As India’s population is ageing rapidly, it is predicted that by 2041, it will be home to around 230 million elderly people [35]. With this increasing number, sarcopenia is likely to become a major public health concern in older adults leading to increased healthcare expenditure. There is thus an urgent need to plan strategies for early diagnosis and management of sarcopenia, which can be achieved by community screening of middle-aged and older individuals with simple and cost-effective screening tools and thus improving sarcopenia by appropriate interventions related to nutrition and physical activity [46].
Our study has several strengths; the study provides insights into the problem of sarcopenia from urban and rural areas of western India. This is the first Indian study to describe urban-rural differences in prevalence and factors associated with sarcopenia. We have used DXA which is now the gold standard to derive ASMI for diagnosis of low muscle mass.

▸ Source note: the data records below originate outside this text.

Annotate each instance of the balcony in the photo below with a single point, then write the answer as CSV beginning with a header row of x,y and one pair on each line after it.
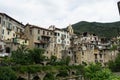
x,y
9,28
44,41
15,40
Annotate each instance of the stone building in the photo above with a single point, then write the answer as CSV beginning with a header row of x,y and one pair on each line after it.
x,y
61,41
40,38
88,48
11,32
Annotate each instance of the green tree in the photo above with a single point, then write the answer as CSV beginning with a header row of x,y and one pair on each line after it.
x,y
21,55
7,74
96,72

In most previous community-based studies from India, BIA, anthropometry, or other measures have been used due to their feasibility and low cost. Also, we have used SPPB which is a well-established and validated tool to assess muscle function.
One of the limitations of our study is that it is cross-sectional, hence we cannot comment on the causality. Longitudinal studies are needed for establishing causal relationships between sarcopenia and associated factors. As there is a lack of normative data in Indian population there are no India-specific cut-offs on muscle parameters, Further, we did not assess biochemical parameters like vitamin D, fasting insulin, IGF-1 etc due to logistics involved.
Conclusion
This study assessed the prevalence and investigated the factors associated with sarcopenia among urban and rural Indian adults, and revealed much higher prevalence in rural individuals than their urban counterparts, and higher prevalence in men as compared to women. In this study, along with increasing age, lower socio-economic status and low protein intake were found to be significant risk factors for sarcopenia. Whilst these exposures partly explain rural-urban differences, additional influences such as lifestyle (physical activity, tobacco consumption) and other cultural factors may contribute to the remaining increased risk. Given the growing elderly population in India and increasing prevalence of sarcopenia, there is an urgent need to plan strategies for early identification, treatment, and management. Further integrated research and collaboration are required for standardization of techniques used for diagnosis of sarcopenia for achieving consistency in research in sarcopenia assessment.
Acknowledgments
We wish to express our sincere thanks to our institute-HCJMRI for support and all the participants in the study for their participation.